Le chantier s’annonce d’importance. Jean-Baptiste Lebrun, DSI du ministère de l’Économie et des Finances, explique par exemple : « Nos organisations sont verticales, en silos, correspondants à l’organisation par métier, et l’on peut identifier plusieurs nivaux de transversalité : partage d’informations, échanges de meilleures pratiques ou fusion de systèmes d’information. »

D’où, pour Jean-Baptiste Lebrun, deux problèmes : « Comment créer de la transparence alors que prévaut l’opacité et que la connaissance des coûts n’est pas très précise ? Comment dégager des ressources pour investir alors que le retour sur investissement se mesure sur plusieurs années ? Cela revient à augmenter les dépenses à court terme alors que le processus budgétaire n’est pas adapté. »

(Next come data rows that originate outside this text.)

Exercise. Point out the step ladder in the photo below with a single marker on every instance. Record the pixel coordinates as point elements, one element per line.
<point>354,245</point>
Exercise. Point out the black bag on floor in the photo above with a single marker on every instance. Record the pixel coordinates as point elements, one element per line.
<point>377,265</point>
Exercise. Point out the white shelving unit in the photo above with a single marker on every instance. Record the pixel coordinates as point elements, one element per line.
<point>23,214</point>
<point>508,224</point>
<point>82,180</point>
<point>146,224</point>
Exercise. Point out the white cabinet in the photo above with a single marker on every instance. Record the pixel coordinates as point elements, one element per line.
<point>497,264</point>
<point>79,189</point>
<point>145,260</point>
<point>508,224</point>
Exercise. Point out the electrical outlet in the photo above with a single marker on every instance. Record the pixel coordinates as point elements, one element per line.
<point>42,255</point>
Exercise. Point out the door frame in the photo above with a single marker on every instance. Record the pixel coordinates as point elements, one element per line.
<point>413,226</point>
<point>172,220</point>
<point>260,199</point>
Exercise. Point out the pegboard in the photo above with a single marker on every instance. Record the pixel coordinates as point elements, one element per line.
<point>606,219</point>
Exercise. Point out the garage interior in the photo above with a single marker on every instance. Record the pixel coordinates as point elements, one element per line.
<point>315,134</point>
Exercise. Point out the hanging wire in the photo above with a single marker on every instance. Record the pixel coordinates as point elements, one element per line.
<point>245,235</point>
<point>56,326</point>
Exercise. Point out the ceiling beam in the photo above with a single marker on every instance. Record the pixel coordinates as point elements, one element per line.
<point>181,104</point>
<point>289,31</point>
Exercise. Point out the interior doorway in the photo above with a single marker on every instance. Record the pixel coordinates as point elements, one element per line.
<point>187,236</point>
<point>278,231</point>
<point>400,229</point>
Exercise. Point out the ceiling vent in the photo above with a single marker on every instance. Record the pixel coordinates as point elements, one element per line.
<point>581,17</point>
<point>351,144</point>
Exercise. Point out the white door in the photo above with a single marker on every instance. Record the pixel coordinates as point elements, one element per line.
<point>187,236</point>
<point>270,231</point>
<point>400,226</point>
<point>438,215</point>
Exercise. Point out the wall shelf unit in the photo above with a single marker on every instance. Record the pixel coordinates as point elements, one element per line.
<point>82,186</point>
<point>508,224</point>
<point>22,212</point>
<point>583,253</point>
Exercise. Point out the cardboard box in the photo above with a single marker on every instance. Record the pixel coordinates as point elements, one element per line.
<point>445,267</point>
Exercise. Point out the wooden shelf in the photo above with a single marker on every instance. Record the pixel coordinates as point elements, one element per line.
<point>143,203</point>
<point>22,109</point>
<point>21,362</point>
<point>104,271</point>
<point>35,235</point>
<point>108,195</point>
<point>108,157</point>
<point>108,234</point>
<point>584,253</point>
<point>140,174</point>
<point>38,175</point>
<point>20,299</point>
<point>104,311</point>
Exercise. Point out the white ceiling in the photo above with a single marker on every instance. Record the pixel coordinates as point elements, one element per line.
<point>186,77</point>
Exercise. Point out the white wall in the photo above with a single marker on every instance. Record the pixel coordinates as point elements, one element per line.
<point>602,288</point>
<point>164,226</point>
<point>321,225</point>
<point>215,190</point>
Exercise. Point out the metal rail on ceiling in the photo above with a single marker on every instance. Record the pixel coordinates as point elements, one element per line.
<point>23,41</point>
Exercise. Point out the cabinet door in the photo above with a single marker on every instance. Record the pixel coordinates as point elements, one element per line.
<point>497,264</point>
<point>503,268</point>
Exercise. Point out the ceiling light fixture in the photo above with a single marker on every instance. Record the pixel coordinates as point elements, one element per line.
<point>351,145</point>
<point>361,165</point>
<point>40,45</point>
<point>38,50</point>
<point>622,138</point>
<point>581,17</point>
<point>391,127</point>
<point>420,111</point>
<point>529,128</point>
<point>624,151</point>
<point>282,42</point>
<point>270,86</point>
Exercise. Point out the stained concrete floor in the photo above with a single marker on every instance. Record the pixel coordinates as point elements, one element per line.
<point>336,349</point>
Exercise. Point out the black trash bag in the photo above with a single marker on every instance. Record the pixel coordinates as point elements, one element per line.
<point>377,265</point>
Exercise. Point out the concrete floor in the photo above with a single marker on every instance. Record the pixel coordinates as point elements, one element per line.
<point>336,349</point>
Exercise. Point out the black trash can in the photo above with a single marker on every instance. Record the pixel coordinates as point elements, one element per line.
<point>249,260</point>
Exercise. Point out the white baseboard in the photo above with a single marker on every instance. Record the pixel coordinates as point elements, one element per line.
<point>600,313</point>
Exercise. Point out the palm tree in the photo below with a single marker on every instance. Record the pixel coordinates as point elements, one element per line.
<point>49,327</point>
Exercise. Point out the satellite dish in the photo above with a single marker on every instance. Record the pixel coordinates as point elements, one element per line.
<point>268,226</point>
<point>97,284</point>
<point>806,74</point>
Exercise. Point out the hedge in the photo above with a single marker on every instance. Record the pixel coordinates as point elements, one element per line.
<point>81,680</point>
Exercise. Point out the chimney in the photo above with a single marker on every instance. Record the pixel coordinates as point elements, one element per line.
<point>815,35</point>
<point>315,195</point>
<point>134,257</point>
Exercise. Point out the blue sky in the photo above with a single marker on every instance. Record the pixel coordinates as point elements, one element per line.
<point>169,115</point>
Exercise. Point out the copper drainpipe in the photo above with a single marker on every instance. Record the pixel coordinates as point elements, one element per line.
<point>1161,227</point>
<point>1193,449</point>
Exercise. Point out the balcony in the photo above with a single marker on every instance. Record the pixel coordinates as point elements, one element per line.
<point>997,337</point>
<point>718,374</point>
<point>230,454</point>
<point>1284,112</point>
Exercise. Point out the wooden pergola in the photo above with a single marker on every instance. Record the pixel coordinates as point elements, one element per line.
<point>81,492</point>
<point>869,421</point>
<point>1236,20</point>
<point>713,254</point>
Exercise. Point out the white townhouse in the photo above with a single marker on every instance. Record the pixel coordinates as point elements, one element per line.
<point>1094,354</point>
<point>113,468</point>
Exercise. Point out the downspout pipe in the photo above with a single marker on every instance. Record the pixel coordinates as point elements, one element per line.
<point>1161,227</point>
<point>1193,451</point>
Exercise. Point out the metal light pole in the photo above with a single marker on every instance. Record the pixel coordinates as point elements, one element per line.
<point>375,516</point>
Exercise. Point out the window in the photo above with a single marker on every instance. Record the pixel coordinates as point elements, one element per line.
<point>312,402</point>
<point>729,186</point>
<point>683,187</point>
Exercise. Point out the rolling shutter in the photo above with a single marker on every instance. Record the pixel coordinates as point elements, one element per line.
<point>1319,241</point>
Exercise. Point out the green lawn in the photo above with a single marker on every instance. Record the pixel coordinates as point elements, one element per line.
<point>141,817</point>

Cela n’empêche évidemment pas la transformation des systèmes d’information du secteur public, qu’il s’agisse de grands chantiers (par exemple la fusion Assedic-ANPE, le rapprochement Gendarmerie/Police nationale, la création de la direction générale des finances publiques, les impôts en ligne, Chorus…) ou de transformations de moindre envergure (organismes de protection sociale, collectivités locales).

L’étude Cigref-Capgemini recense sept enjeux principaux pour les DSI du secteur public (voir tableau). Pour la gouvernance, quelle que soit l’envergure des projets, « la particularité territoriale du secteur public impose une articulation très fine entre le niveau central et local », note Jacques Bouldoires, DSI du RSI (Régime social des indépendants). La mise en place, avec les donneurs d’ordre de la DSI, d’une « relation partenariale imprégnée de la culture du compromis « intelligent », implique que chacun comprenne le métier de l’autre et s’approprie son champ de contraintes », soulignent les auteurs de l’étude.

Pour les budgets et le pilotage de portefeuille, la tâche est difficile, du fait de l’existence de silos budgétaires, de l’influence du politique, d’un manque de maturité en matière de refacturation et d’un sous-investissement dans beaucoup de domaines.

Les auteurs de l’étude expliquent : « Des dispositions doivent être mises en place, en faisant en sorte de « protéger » les projets dont les métiers ne sont pas les donneurs d’ordres, mais qui peuvent être porteurs de gains significatifs en matière de coûts de maintenance ou en évolutivité accrue du SI : projets de refonte iso-fonctionnelle pour raisons « techniques », projets de convergence applicative dans un contexte post fusion, projets de rationalisation des infrastructures, installation des standards indispensables à l’ouverture des systèmes de manière sécurisée… En effet, le sous-investissement est chronique sur ces projets, qui sont régulièrement repoussés dans les plans. »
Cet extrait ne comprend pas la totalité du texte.